Según explicó el especialista en salud hepática Gareth Morris-Stiff en un informe difundido por The Telegraph, cuatro de cada cinco casos de enfermedad hepática permanecen sin diagnosticar. Además, el crecimiento de los casos de hígado graso asociado a disfunción metabólica encendió alertas en distintos países.
Los alimentos ultraprocesados, entre los principales riesgos
Uno de los factores más cuestionados por el especialista son los alimentos ultraprocesados. Productos como comida rápida, carnes procesadas y alimentos industriales con conservantes y saborizantes artificiales pueden aumentar la acumulación de grasa hepática.
El experto recomendó prestar atención a ingredientes como:
- Jarabe de fructosa.
- Aceites vegetales hidrogenados.
- proteínas hidrolizadas.
- Emulsionantes y aditivos artificiales.
Según explicó, el hígado transforma parte de esos azúcares en grasa y, frente a sustancias difíciles de procesar, incrementa el almacenamiento graso como mecanismo de defensa.
Bebidas light y exceso de azúcar
Las bebidas dietéticas también fueron señaladas como un posible problema para el organismo debido a los edulcorantes artificiales.

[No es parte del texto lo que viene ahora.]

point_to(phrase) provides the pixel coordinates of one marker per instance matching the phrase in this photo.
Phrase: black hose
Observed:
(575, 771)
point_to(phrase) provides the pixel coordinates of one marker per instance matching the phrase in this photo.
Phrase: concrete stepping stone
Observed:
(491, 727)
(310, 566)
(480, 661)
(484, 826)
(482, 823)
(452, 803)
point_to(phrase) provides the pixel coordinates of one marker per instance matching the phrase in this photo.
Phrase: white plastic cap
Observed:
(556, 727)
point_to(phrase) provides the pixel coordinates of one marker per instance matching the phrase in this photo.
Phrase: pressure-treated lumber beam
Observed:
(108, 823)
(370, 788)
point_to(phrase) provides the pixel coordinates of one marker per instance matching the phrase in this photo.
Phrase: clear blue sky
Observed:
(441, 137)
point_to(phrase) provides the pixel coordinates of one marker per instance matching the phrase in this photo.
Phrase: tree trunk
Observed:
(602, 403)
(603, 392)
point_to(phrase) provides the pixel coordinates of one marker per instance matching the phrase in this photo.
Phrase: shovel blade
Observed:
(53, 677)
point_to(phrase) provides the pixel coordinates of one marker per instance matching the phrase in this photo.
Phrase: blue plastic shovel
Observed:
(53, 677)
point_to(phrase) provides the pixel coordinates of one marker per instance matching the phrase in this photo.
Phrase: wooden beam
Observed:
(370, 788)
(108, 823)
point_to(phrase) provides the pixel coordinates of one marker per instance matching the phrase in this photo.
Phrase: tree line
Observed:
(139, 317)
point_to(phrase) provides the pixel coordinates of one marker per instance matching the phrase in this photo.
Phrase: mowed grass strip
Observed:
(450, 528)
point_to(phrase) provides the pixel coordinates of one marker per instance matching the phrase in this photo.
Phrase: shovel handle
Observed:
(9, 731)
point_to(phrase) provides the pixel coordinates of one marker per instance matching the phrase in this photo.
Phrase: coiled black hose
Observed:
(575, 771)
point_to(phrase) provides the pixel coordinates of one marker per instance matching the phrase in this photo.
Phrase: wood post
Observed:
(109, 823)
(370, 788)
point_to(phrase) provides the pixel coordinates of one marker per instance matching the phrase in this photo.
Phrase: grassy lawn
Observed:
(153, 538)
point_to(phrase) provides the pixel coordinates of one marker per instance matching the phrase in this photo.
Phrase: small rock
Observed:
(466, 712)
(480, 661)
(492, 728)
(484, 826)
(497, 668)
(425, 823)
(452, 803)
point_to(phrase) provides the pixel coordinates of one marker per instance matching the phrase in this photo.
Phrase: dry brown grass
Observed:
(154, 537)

Morris-Stiff indicó que el hígado no procesa estos sustitutos del azúcar de la misma manera que la glucosa, lo que podría favorecer inflamación y acumulación de grasa hepática.

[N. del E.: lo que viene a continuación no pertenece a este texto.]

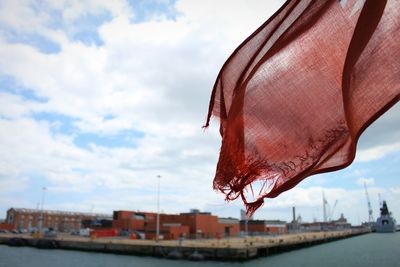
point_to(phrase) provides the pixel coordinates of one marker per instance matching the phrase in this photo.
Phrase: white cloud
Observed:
(367, 181)
(377, 152)
(154, 77)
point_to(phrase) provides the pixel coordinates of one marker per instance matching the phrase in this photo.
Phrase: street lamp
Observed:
(158, 208)
(41, 213)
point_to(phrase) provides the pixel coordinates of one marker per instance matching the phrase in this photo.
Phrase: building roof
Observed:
(65, 213)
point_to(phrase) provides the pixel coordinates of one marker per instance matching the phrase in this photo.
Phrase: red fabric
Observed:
(295, 96)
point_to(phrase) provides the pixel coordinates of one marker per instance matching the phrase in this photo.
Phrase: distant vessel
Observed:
(385, 223)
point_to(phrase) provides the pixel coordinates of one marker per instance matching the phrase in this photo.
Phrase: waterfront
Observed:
(366, 250)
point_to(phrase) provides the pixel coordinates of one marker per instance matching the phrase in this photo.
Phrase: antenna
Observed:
(370, 216)
(324, 203)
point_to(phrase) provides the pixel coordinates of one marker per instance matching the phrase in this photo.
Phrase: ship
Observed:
(385, 223)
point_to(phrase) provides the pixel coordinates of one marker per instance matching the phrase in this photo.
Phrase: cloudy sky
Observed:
(98, 97)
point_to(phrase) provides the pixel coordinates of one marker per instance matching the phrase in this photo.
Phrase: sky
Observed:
(99, 97)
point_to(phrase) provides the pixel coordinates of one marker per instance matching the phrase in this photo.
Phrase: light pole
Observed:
(41, 213)
(158, 208)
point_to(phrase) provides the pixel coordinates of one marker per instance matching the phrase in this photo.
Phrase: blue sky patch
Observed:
(88, 28)
(9, 84)
(39, 42)
(145, 9)
(122, 139)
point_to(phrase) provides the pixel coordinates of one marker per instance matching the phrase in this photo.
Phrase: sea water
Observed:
(375, 250)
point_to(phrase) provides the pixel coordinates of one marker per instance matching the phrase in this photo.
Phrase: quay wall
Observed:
(234, 249)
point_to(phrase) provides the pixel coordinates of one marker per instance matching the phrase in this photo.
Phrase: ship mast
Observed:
(370, 216)
(324, 203)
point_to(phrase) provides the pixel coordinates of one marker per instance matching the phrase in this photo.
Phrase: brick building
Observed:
(63, 221)
(194, 224)
(263, 227)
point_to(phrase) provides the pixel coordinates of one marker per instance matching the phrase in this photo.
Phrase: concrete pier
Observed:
(233, 249)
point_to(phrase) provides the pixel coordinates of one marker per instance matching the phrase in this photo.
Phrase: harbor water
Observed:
(363, 251)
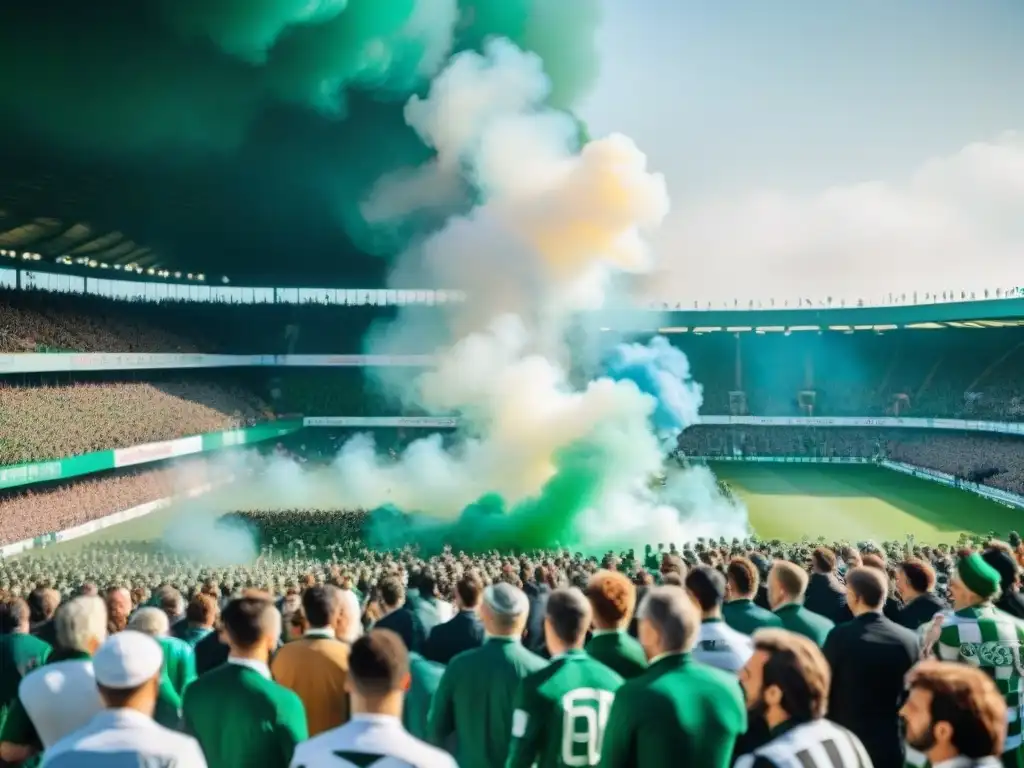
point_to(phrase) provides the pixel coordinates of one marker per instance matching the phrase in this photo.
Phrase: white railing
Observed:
(164, 290)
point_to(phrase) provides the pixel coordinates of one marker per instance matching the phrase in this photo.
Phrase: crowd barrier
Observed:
(43, 363)
(75, 466)
(40, 542)
(995, 495)
(26, 474)
(782, 459)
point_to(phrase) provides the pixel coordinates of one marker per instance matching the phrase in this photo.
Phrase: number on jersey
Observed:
(585, 713)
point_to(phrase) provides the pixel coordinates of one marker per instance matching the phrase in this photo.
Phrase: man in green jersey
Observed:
(179, 659)
(476, 696)
(612, 598)
(679, 712)
(979, 635)
(739, 611)
(19, 651)
(240, 717)
(560, 711)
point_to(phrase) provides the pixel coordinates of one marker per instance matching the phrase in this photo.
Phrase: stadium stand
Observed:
(44, 420)
(947, 372)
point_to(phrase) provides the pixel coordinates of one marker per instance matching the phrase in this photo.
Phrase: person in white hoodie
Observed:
(718, 644)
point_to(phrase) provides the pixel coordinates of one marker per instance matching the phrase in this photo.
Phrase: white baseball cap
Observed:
(127, 659)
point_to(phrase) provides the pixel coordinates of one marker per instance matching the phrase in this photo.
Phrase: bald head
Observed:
(786, 584)
(668, 622)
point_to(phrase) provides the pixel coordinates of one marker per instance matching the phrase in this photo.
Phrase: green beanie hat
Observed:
(978, 576)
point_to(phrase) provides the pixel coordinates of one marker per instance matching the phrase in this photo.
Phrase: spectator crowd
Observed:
(747, 653)
(38, 423)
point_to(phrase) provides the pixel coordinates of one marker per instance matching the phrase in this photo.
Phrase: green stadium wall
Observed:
(15, 475)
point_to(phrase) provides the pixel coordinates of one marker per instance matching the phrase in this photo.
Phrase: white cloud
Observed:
(956, 223)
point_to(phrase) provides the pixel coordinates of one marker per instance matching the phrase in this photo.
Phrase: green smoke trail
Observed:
(311, 91)
(550, 519)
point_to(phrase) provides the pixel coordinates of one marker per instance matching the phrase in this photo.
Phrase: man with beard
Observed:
(979, 635)
(786, 683)
(954, 716)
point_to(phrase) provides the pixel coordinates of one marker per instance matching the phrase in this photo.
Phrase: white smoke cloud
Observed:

Además, el especialista alertó sobre el exceso de fructosa presente en:
- Gaseosas azucaradas.
- Jugos industriales.
- Golosinas.
- Bebidas tipo frappuccino.
A diferencia de la glucosa, la fructosa se metaboliza principalmente en el hígado, aumentando la carga metabólica sobre el órgano cuando el consumo es elevado.

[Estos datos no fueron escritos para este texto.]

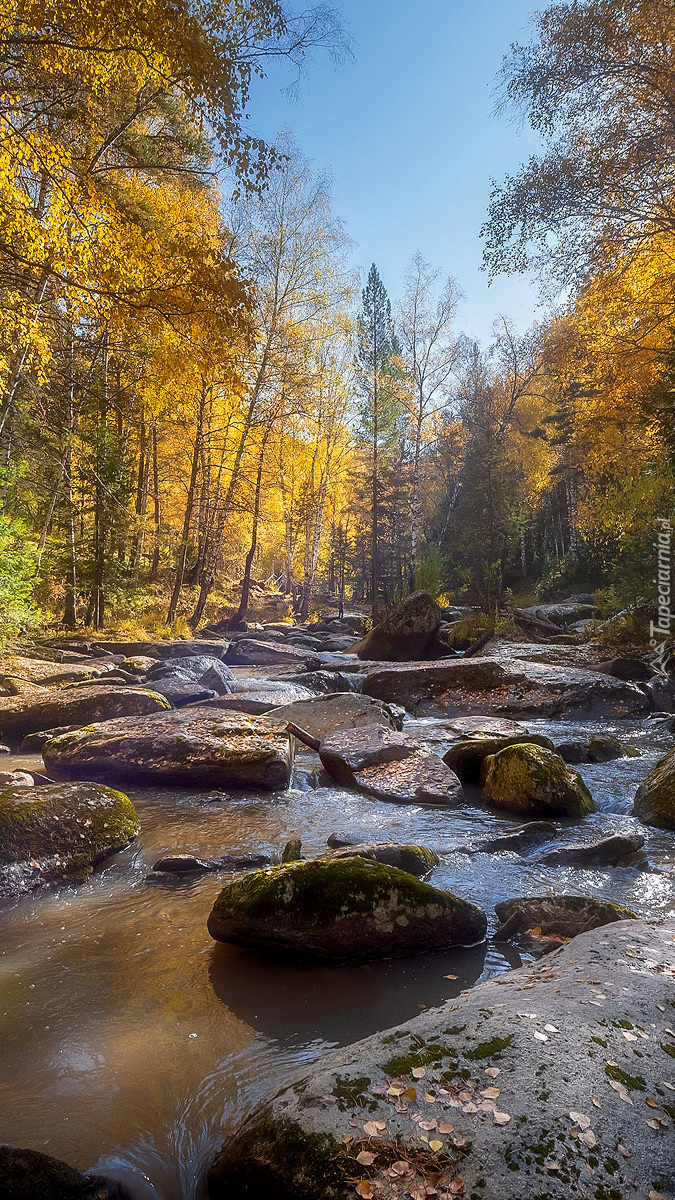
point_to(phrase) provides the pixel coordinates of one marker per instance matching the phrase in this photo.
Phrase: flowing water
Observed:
(131, 1043)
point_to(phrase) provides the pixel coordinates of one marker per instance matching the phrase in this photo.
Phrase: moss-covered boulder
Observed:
(410, 631)
(30, 1175)
(76, 706)
(414, 859)
(191, 748)
(350, 909)
(59, 832)
(466, 757)
(521, 1089)
(531, 779)
(655, 799)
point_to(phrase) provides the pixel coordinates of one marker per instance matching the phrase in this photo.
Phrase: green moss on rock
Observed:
(529, 778)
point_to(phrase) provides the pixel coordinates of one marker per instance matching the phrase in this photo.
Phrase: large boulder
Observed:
(524, 1087)
(463, 687)
(76, 706)
(407, 633)
(527, 778)
(59, 831)
(655, 798)
(249, 652)
(191, 748)
(322, 715)
(30, 1175)
(389, 766)
(466, 757)
(414, 859)
(335, 910)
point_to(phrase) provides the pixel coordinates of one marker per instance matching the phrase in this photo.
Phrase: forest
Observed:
(197, 390)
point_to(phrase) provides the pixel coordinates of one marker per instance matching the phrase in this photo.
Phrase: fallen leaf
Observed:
(581, 1120)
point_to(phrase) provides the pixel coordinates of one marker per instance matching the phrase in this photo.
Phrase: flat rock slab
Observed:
(190, 748)
(512, 1067)
(341, 910)
(254, 653)
(78, 706)
(59, 832)
(463, 687)
(389, 766)
(326, 714)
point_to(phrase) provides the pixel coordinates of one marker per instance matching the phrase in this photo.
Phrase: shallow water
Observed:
(131, 1043)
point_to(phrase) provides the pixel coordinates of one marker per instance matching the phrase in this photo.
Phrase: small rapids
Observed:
(131, 1043)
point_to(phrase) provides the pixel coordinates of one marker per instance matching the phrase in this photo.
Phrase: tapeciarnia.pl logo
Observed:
(659, 630)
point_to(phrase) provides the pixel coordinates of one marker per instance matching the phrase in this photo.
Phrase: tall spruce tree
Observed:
(380, 406)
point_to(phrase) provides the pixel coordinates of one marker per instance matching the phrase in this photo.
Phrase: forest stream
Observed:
(132, 1044)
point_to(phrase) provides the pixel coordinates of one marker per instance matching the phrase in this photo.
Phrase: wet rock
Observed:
(187, 748)
(523, 838)
(414, 859)
(16, 779)
(607, 852)
(329, 681)
(292, 851)
(189, 864)
(407, 633)
(180, 690)
(554, 917)
(249, 652)
(389, 766)
(463, 687)
(335, 910)
(655, 798)
(30, 1175)
(303, 1140)
(322, 715)
(527, 778)
(76, 707)
(632, 670)
(59, 832)
(466, 757)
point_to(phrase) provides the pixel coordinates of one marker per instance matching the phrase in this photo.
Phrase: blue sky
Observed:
(408, 136)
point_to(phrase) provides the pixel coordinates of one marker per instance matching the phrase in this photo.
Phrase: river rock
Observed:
(336, 910)
(407, 633)
(30, 1175)
(249, 652)
(190, 748)
(59, 831)
(526, 778)
(78, 706)
(180, 690)
(303, 1141)
(655, 798)
(607, 852)
(414, 859)
(389, 766)
(523, 838)
(556, 916)
(322, 715)
(459, 687)
(467, 756)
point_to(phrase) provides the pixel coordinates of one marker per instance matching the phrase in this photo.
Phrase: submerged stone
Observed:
(348, 909)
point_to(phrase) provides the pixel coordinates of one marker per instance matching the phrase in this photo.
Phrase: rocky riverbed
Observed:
(133, 1044)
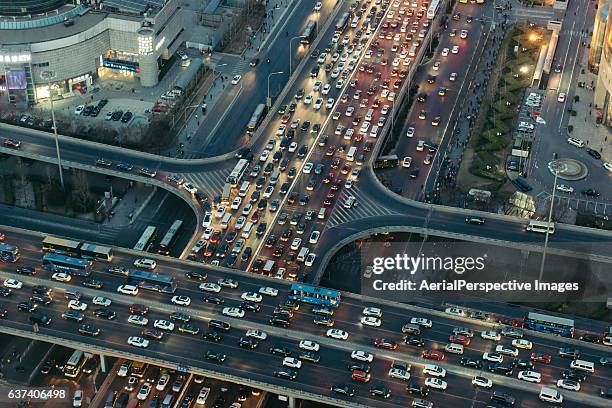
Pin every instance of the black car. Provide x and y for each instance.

Suplementos, remedios herbales y medicamentos
Otro de los puntos mencionados fue el uso de suplementos asociados al bienestar o al “biohacking”. Entre ellos:
- Vitamina A.
- CBD.
- Ashwagandha.
- Diente de león.
El especialista advirtió que algunas combinaciones pueden interferir con los procesos de desintoxicación hepática y aumentar el riesgo de toxicidad. Incluso mencionó el caso de una paciente que necesitó un trasplante de hígado tras mezclar medicamentos tradicionales con preparados herbales.
También explicó que medicamentos habituales como el paracetamol pueden generar riesgos cuando se combinan con suplementos que utilizan las mismas vías metabólicas del hígado.
Menopausia y mayor riesgo hepático
El informe también señala que las mujeres presentan menos casos de hígado graso antes de la menopausia, aunque la diferencia disminuye tras la caída de estrógenos.
Además, quienes llegan a la menopausia con hígado graso tienen mayores probabilidades de desarrollar:
- Cirrosis.
- Inflamación hepática.
- Cáncer de hígado
Por eso, el especialista recomendó controles preventivos en mujeres de entre 40 y 50 años con factores de riesgo.
Pesticidas, microplásticos y humedad en el hogar
El médico también vinculó la salud hepática con factores ambientales. Entre ellos:
- Pesticidas en frutas y verduras.
- Carnes provenientes de animales tratados con antibióicos u hormonas.
- Microplásticos.
- Químicos industriales como BPA y PFAS.
Según explicó, estas sustancias representan una carga extra para el hígado porque el organismo tiene dificultades para eliminarlas.
Además, alertó sobre el impacto de la humedad y el moho doméstico. Las esporas pueden ingresar al torrente sanguíneo y afectar distintos órganos, especialmente en personas inmunosuprimidas.
Para reducir riesgos, recomendó:
- Mejorar la ventilación.
- Controlar filtraciones.
- Evitar ambientes con humedad persistente.